Assisted Suicide for Depression: Is Mental Illness Terminal?

A 17-year-old girl who wrote a book about her struggle with mental illness after being molested and raped has been euthanized in the Netherlands, where she lived and assisted-suicide is legal.

Reports say Noa Pothoven chose to end her life Sunday with the assistance of an end of life clinic, Inside Edition reported.

Under Netherlands law, a doctor has to sign off on the decision after concluding that the patient’s suffering is unbearable and likely to continue, the news outlet reported.

“I deliberated for quite a while whether or not I should share this, but decided to do it anyway,” she wrote on Instagram on the day before her death, according to Inside Edition. “Maybe this comes as a surprise to some, given my posts about hospitalization, but my plan has been there for a long time and is not impulsive.”

Some people wrote me and asked what I think about this case, since I’m a psychotherapist and mental health professional.

I challenge the whole premise: “The patient’s suffering is unbearable and likely to continue.”

If THAT’S the basis for giving your professional sanction to a depressed person for ending his or her life, it’s a faulty one, at least in this case.

How can anybody know for sure that one’s suffering will continue? There are circumstances where that’s true. Terminal illness comes to mind. You’re going to die — for certain — and you face nothing but continued suffering between now and then. In such a case, it’s a certainty.

However, this young woman was depressed because of the thoughts and feelings she had about her prior rape. How can she — or anyone else — know for sure that she will continue to suffer to the same degree, as months and years go by? She is, after all, 17 — not 57 or 87.

Whatever happened to the “Survivors of Sexual Abuse Trauma” movement? Therapists and doctors used to encourage strength, stamina and recovery. Now, at least in the Netherlands, they appear as hopeless and despairing as their worst off patients. I find it shocking, frightening — and profoundly sad.

Here’s what I suspect happened. The mental health professionals/doctors who signed this order don’t want to be SEEN as lacking compassion. If they refused to give their professional sanction to letting her kill herself, they probably felt like they’re failing to feel the pain of a rape victim. They were worried about how this would make them look.

It’s not about that at all. There’s no question that you feel pain about rape. The issue is whether a doctor tells you there’s no chance of you ever feeling better. If that doctor or therapist feels he or she honestly cannot help the young woman, the doctor should say so. But the responsible thing to do would be to encourage her in finding someone who might be able to do so. Or, at the very least, not sign a form saying her suicide is medically recommended!

Am I questioning that a grown adult has a LEGAL right to commit suicide? That’s a separate question. Unlike many, I favor separation of state and morality. I don’t want the government involved. However, this young person was not a legal, fully grown adult, at least not by American standards. Legally, I’d rather see the law err on the side of giving her another year to change her mind. But at the end of the day, I will acknowledge, we either are or are not sovereign over our lives. If we are, then we have a legal right to end our lives, as a willing adult, even if the basis for ending that life is (actually or allegedly) irrational. The legal matter is a separate question. I’m talking here about the psychological and moral factors.
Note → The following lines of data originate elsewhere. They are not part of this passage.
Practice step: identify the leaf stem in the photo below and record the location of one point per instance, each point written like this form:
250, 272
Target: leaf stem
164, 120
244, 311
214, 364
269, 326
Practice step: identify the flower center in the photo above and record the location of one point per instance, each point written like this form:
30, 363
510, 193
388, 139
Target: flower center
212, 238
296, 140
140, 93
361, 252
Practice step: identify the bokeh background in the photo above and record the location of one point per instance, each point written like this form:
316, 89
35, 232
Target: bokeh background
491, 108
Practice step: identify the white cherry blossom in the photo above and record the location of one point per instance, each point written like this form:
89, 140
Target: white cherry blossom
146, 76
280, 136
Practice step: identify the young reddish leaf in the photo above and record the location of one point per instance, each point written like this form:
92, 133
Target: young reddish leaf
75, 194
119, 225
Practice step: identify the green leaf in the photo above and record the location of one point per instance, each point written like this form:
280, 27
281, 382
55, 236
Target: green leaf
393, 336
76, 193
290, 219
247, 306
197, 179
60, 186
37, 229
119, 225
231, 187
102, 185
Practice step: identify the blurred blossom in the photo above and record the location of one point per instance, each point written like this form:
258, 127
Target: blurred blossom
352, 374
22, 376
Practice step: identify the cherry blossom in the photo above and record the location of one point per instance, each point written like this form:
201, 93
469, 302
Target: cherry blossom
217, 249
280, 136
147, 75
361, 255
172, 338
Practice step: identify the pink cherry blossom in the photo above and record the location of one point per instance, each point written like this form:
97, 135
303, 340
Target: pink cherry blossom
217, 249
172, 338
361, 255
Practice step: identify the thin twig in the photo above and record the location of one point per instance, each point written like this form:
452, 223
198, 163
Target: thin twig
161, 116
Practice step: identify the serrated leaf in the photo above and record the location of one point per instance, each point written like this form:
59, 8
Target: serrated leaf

I won’t understate how horrible a thing it must certainly be to get raped. I have encountered many who have been through this. It’s the ultimate violation, for sure. I will leave it to people who have been raped to share their experiences on the subject, if they’re willing. But most people who are raped do, at least in my experience, recover well enough not to want to kill themselves.

I can’t help but wonder if the culprit here is the medical model of psychiatry. The medical model of psychiatry treats everything — emotions, behavior, choice, personality — as solely the result of physical, medical factors. It’s wrong. We are much more than our bodies.

This poor 17-year-old girl has been told, for years, that she has a medical illness. The professionals who signed her death warrant even officially stated that her “medical illness” of being depressed was not going to improve. How could this not have led her to a state of despair, little different from being told you have terminal cancer where survival rates are zero?

If she really believed that her depression was, in fact, a terminal medical illness rather than something she could play a role in altering herself, even if over time … is it any wonder she wanted to kill herself?

I find the decision of her medical doctors repulsive and wrong. But like I said, I think I know what they were thinking: “If I don’t let her kill herself, it will seem like I’m not compassionate about rape.”

If true, than all I can utter is a deplorable “Wow.”

Helping people see they don’t have to care about what others think — only what’s TRUE — seems to me the central job of any mental health professional or psychiatrist.

Noa Pothoven’s doctors let her down, and the consequences are irreversible.